Canadian fisheries are becoming less diverse (Baum and Fuller, 2016) . This will be very harmful to the ocean because the mismanagement of the fisheries will do a lot of damage to ecosystems and lead to the loss of biodiversity. Loss of biodiversity in our oceans is concerning because it can lead to food insecurity, not just in the ocean, but for the smaller communities that rely on consuming fish for food security.
The Canadian Government did not care about the decline of fish populations, the biodiversity in our oceans, and overfishing until concerns were expressed. According to Oceana, Canadian fisheries were more interested in making profit than building a sustainable industry (2016).
The Canadian government has policies and regulations in place to manage our fisheries and restore depleted stocks but according to Baum and Fuller, we were not following or implementing these policies in the past (2016). The Fisheries Act’s purpose is to make sure of “the proper management and control of fisheries; and the conservation and protection of fish and fish habitat, including preventing pollution” (Canada.ca, 2020). The Act was not required to take action when overfishing occurred and once stocks were depleted it did not require plans to rebuild those stocks. The Act also did not need to base decisions for fisheries on scientific advice or evidence. (Baum and Fuller, 2016)

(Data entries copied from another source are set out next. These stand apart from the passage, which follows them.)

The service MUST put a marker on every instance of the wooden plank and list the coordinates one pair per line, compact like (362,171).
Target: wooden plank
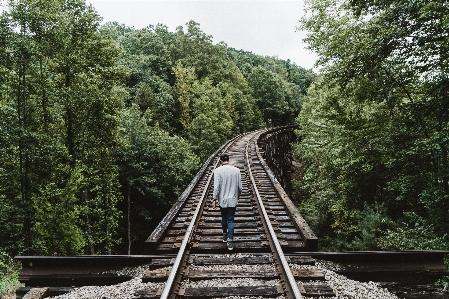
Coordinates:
(227,260)
(210,292)
(211,274)
(318,290)
(239,238)
(308,274)
(237,225)
(161,263)
(301,260)
(148,293)
(74,280)
(156,275)
(262,246)
(219,231)
(36,293)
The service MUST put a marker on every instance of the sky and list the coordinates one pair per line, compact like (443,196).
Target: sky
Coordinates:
(265,28)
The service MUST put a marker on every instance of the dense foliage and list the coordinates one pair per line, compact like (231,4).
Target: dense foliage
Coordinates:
(375,125)
(102,127)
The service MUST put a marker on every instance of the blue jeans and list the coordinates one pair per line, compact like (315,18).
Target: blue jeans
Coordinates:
(227,222)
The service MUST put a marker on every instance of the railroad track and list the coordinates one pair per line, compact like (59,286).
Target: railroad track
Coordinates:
(273,255)
(264,230)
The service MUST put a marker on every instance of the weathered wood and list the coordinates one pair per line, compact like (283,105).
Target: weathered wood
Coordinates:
(75,280)
(155,275)
(199,260)
(301,260)
(148,293)
(160,263)
(317,290)
(248,273)
(308,274)
(52,291)
(210,292)
(238,246)
(36,293)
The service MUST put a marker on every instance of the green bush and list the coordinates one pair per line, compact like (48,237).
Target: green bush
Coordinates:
(9,273)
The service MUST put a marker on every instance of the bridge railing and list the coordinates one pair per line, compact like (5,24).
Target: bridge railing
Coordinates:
(273,148)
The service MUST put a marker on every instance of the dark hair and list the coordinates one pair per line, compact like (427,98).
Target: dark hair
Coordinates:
(224,157)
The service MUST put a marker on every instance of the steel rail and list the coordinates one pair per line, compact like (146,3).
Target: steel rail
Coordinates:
(175,269)
(279,250)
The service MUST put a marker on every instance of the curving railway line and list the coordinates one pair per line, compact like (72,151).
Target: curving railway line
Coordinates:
(266,227)
(273,257)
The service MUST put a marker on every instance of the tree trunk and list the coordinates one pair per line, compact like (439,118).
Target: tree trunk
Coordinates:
(129,220)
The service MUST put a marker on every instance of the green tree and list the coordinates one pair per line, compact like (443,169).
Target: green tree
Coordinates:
(62,130)
(154,169)
(374,127)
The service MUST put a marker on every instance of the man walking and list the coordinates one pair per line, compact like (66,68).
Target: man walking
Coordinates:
(227,188)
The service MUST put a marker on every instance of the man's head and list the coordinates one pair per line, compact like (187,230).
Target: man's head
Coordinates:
(224,157)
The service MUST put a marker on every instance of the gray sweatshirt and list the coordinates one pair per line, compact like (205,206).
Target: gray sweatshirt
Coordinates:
(227,185)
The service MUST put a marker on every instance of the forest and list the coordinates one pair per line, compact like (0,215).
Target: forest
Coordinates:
(375,125)
(104,125)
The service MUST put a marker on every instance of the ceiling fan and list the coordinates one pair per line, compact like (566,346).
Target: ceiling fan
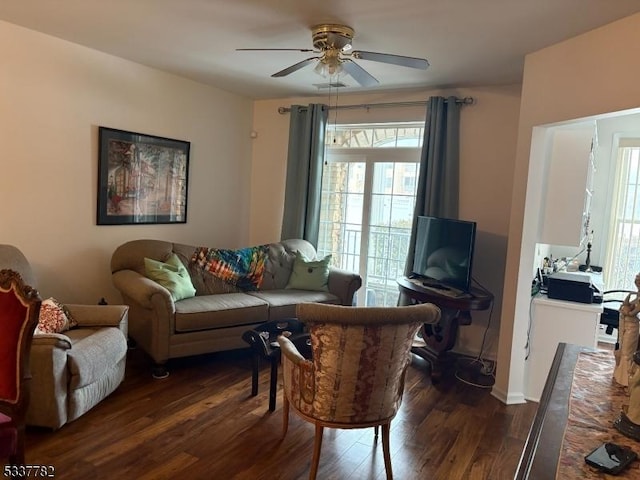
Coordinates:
(332,45)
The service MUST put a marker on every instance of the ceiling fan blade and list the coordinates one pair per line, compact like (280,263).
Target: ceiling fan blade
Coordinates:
(358,73)
(275,50)
(294,68)
(401,60)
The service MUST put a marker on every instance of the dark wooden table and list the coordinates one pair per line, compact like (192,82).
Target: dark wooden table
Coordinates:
(539,460)
(440,338)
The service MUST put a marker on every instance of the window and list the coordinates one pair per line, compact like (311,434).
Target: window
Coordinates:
(623,251)
(368,198)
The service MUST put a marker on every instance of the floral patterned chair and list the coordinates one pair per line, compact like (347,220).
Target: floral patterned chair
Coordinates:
(356,376)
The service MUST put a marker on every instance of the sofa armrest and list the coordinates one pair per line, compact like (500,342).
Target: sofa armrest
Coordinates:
(100,315)
(344,284)
(51,340)
(49,380)
(141,289)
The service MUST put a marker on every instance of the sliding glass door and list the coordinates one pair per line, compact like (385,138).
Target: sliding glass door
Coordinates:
(368,198)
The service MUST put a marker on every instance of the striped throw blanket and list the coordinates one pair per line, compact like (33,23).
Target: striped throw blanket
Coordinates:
(243,268)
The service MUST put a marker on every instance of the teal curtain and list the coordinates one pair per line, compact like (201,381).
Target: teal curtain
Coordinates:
(305,160)
(439,179)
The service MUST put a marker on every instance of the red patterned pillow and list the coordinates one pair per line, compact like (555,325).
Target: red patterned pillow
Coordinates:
(54,317)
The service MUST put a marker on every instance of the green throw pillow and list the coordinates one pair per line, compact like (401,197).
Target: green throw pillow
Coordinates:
(310,274)
(172,275)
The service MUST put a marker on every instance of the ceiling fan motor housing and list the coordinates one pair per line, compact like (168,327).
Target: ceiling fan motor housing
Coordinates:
(330,36)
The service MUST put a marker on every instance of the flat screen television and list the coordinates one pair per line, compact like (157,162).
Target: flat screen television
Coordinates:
(444,252)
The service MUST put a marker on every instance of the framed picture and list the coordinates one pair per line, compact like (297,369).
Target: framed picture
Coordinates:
(141,178)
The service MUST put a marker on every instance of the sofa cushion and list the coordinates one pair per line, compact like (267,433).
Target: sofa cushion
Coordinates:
(309,274)
(205,312)
(172,275)
(283,302)
(54,317)
(94,352)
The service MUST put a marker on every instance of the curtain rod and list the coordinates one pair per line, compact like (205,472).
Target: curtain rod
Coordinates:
(461,101)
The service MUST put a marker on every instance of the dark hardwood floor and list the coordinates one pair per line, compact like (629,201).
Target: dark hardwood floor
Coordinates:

So if the government was not keeping up with modern practices to sustain fisheries for future generations, what should we do? We need to update the Fisheries Act so it is consistent with United Nations guidelines. The Canadian government should make all fisheries management plans publicly available and update them on a yearly basis. Identifying and protecting essential fish habitats by protecting marine areas where fish can have a safe place, will be important to help depleted stocks rebuild. Fisheries and Oceans Canada should set and enforce science-based catch limits to curtail overfishing and ensure another fishery collapse does not happen again like the cod fishery in 1992. Providing incentives to encourage use of lower impact gear and identifying where certain techniques might be harmful to the ocean’s habitat will help protect biodiversity in the ocean. Incorporating climate change into fisheries management plans will aid them in being resilient for the unknown future(2016).
On June 21, 2019 the Canadian Government updated the Fisheries Act. The modernized version of the Act made changes because Canadians expressed concerns towards the government’s ability to protect fish and their habitat. The Act now includes restoring damaged fish habitats, including Indigenous peoples in projects as part of steps to reconciliation, making decisions based on principles of sustainability, restoring depleted fish stocks, promoting biodiversity conservation in fishing practices, and creating new gear and tools to protect fish and their habitats (Canada.ca, 2020). In the past the Canadian government permitted the overexploitation of the oceans. However recent concerns from the Canadian population resulted in changes in the Fisheries Act. They started caring too late when damage to the ocean had already been done.
Overfishing is driven by unsustainable fishing practice, bycatch. illegal, unreported, and unregulated fishing. Canadian fisheries are important to our economy but with unsustainable fishing practices, we could have another collapse in our fishing industry. Policies and regulations must be in place to protect the biodiversity of our oceans. The Canadian government has updated and improved the policies and regulations for the sustainability of Canadian fisheries, but must be vigilant in enforcing them if they want to see depleted stocks rebuilt and the sustainability of the fishing industry maintained.